The songs were echoing freely amongst his company, then. Not the kind of music that had so often been their trail companion – the sweet soft death songs of those in a battle against hopeless odds, the keening chords of those mourning for the lost. He listened to them sing out the bawdy tunes of drink and lovemaking, the hard proud stories of long-lost heroes. For though they rode in the twilight of their people, they knew too what those fires meant, that the night had not yet fallen fully.
And when the ground turned once more, and they saw what lay before them, a great, ragged cheer broke from both companies of riders. For it was not the ordered camp of the Romans, nor one of the distant townships of which their traders spoke, where the Naristi and the Buri gathered to trade wine and silk for horses. It was a careless and wandering encampment of the Sarmatians, the horses and caravans scattered across the plain and gathered by the banks of a river, the great mountains looming high above them and guarding against the killing wind. The old winter campground of their people – abandoned long before when their grandmothers had sought to build villages and learn the art of the plough, but alive once more, out there upon the horizon. For it seemed that all the tribes had been driven eastwards by the Romans, leaving their burned homes behind them.

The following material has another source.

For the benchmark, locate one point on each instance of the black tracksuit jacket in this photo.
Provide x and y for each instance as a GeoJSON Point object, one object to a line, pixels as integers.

An order and discipline was there, but paired with the art of the steppe, like a twisted tree that has curved its shape against the wind. A greater gathering than any that had been seen for generations, for already at a distance they could see the different banners that marked the people of all Five Clans – it seemed that most of their people had fled to this place on the eastern borderlands. Old barrows ringed the camp, burial grounds from the old times, from when their first people had crossed the mountains and come to this place from Scythia and the great Sea of Grass that lay beyond. They would have the counsel of the dead as well as the living, to decide what must be done next, and how their people might survive.